Intro
A fundamental question keeps coming up for me: If biological evolution operates in astronomically large spaces, why is search computationally tractable at all? Even a modest protein corresponds to a combinatorial space that is effectively impossible to exhaustively explore. Yet evolution does not behave like an unconstrained random search. So what makes the space navigable?
Essay
In 1859, two different perspectives on complexity emerged.
Bernhard Riemann revealed deep structural order underlying the distribution of prime numbers. Charles Darwin introduced a dynamical process of variation and selection.
Modern biology has successfully developed Darwin’s framework. However, something is often left implicit: the assumption that the search space is already structured in a way that makes local exploration effective.
From a purely combinatorial perspective, this is problematic. Under simple assumptions (independent variation, no bias), expected search time grows exponentially with the amount of required information. In that regime, evolution would be computationally intractable. But real systems do not operate in that regime.
Instead, they appear to evolve within a highly structured, constrained subspace, where:
functional states are not isolated
viable configurations form connected regions
local mutations can traverse meaningful paths
This suggests that evolution can be framed as a constrained search problem, rather than a purely stochastic process.
Evolution is not merely a process acting within a space — it is a process shaped by the structure of the space it can access.

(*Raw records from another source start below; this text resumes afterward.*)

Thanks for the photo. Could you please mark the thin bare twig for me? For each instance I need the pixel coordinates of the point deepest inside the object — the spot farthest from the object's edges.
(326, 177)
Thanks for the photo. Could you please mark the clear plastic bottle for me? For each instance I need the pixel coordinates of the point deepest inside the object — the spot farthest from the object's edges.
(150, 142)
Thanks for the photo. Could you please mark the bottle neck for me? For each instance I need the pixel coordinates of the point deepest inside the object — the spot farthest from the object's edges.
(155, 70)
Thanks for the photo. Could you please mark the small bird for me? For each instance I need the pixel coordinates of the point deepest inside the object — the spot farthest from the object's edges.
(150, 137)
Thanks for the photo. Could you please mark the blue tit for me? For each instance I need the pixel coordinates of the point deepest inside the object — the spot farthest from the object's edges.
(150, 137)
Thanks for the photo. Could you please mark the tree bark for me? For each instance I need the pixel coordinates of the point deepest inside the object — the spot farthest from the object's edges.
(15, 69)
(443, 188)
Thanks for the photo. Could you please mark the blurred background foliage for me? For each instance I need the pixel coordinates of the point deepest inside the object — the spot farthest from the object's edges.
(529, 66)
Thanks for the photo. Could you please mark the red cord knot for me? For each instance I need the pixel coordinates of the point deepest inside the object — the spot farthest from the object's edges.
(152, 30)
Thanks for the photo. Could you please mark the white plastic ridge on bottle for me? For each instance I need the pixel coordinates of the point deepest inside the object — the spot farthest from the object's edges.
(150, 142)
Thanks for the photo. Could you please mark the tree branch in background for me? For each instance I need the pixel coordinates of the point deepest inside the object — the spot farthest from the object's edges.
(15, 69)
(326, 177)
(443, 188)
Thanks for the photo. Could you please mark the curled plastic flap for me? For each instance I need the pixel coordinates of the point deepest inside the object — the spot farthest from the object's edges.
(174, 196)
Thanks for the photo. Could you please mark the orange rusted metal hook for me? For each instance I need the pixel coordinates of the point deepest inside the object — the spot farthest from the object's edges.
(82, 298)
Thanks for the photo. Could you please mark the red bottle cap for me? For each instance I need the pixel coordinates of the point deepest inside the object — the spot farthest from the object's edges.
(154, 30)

This shifts the central question:
What determines that accessible space?
A Minimal Computational Model
To make this concrete, consider a simple toy model.
We define:
a sequence space
a mutation operator
a constraint that restricts transitions
Basic setup
L = 20;
randomSeq[] := RandomInteger[{0, 1}, L];
mutate[s_] := ReplacePart[s, RandomInteger[{1, L}] -> 1 - #] & @ s;
Fitness function
fitness[s_] := Boole[Total[s] > 12];
Constraint energy
energy[s_] := Total[
Map[If[# === {1, 1}, 0, 1] &, Partition[s, 2, 1]]
];
Dynamics: constrained vs unconstrained
stepConstrained[s_] := Module[{s2 = mutate[s]},
If[constraint[s, s2], s2, s]
];
stepRandom[s_] := mutate[s];
Search experiment
findFunctional[step_, max_] := Module[
{s = randomSeq[], t = 0},
While[t < max && !TrueQ[fitness[s] == 1],
s = step[s];
t++;
];
t
];
trialsConstrained = Table[
findFunctional[stepConstrained, 1000],
{50}
];
trialsRandom = Table[
findFunctional[stepRandom, 1000],
{50}
];
Visualization
Histogram[
{trialsRandom, trialsConstrained},
ChartLegends -> {"Random", "Constrained"},
PlotTheme -> "Scientific",
Frame -> True
]
Interpretation
In many runs, the constrained dynamics reaches functional states faster — not because the system is explicitly guided toward a target, but because the structure of the space itself has changed.
Even in this minimal model, a key effect emerges:
Pure random mutation behaves like unstructured search
Even a simple constraint dramatically reshapes accessibility
The constraint does not “guide” the system toward solutions. Instead, it reshapes the space such that functional paths become possible in the first place.
Open Questions
This raises several structural questions:
- How can we formally define a constraint operator in general systems?
- Can constraint-induced subspaces be measured or classified?
- How does connectivity emerge in high-dimensional spaces under constraints?
- Do constrained systems exhibit characteristic spectral signatures (e.g., non-random eigenvalue statistics)?
Closing Thought
The difference between intractable search and effective evolution may not lie in time or randomness — but in the geometry of the accessible space itself.